What's particularly interesting and important about the aging quotes from Shakespeare's body of work are not just their content, but the fact that they have influenced centuries of both scholars and the public in general. We might even trace characters such as Grandpa Simpson to the old fools in Shakespeare's plays. When he wrote his plays, it's highly doubtful that Shakespeare realized his words and characters would persist in affecting the way we think about growing older.
However, it's important to recognize that as is true for his treatment of so many other universal themes, such as love, jealousy, ambition, and family relationships, Shakespeare's words on aging are nuanced and complex.

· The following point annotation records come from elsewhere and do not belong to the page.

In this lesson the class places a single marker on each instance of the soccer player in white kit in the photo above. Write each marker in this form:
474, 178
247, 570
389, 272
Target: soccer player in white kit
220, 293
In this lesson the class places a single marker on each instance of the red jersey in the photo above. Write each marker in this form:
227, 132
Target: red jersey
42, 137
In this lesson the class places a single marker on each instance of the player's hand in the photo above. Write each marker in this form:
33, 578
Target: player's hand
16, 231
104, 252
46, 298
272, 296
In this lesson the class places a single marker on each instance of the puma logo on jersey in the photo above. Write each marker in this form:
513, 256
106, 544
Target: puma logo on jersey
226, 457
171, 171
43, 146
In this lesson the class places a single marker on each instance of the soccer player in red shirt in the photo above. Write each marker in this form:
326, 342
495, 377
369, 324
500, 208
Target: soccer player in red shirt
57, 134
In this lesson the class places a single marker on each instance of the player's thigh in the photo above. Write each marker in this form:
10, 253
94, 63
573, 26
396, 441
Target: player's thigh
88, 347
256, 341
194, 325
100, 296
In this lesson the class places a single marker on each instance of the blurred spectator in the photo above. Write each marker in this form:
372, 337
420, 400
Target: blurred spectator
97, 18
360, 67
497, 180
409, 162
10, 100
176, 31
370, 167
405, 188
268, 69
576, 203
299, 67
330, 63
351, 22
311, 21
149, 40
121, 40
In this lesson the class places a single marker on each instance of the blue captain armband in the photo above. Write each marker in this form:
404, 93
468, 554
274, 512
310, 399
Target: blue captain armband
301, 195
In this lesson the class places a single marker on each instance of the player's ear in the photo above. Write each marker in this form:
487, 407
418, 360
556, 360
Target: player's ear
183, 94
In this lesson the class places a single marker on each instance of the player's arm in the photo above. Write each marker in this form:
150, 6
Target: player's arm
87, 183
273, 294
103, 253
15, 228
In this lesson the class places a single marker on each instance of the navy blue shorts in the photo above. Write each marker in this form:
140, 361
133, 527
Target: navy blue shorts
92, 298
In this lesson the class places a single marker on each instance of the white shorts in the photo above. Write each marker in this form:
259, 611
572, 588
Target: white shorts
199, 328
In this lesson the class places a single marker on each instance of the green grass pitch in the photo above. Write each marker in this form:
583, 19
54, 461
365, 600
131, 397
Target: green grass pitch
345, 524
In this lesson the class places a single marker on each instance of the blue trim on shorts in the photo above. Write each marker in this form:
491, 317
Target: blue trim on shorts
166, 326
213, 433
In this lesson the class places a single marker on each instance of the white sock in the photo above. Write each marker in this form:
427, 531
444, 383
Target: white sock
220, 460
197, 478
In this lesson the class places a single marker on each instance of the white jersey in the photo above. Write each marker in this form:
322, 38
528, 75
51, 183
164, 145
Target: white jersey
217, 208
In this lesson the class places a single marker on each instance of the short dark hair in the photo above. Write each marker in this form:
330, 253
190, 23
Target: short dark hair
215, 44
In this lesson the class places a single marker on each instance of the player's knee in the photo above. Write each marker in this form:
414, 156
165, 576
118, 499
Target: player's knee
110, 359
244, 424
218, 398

Staying with us today are some of his most well-known quotes that reflect acceptance of age and particularly age combined with experience. These include praise of an “aging” Cleopatra: “Age cannot wither her, nor custom stale her infinite variety,” and the truly old servant Adam in As You Like It, who proclaims “Though I look old, yet I am strong and lusty.” InThe Merchant of Venice, we hear from Gratiano the encouraging words that: “With mirth and laughter let old wrinkles come.” Although tragic in the context of the play, on its own this line from the last act of Macbeth (a late play) suggests that Shakespeare may have come to regard aging as more than just a phase of life to be mocked or feared: “And that which should accompany old age, As honour, love, obedience, troops of friends…”
Prospero, speaking in The Tempest (thought to be the last play that Shakespeare wrote alone), also provides us with a positive image of aging. Though he points out that "our little lives are rounded with a sleep" (again, that view of death as tame), his reflection on his career as it comes to an end suggests a man who is able to accept himself and his life, a concept very similar to Erikson's notion of ego integrity.
In summary, the study of Shakespeare and aging could occupy not only countless doctoral dissertations, but is a pursuit that reaps changing rewards in every new reading or performance of the Bard’s works. As we can see here, though, there’s nothing particularly simple about his characterization of aging, time, or death, and his own views evolved throughout his long and highly productive career. Perhaps, to quote a line from Hamlet, when it comes to aging Shakespeare shows us that “There is nothing either good or bad, but thinking makes it so.”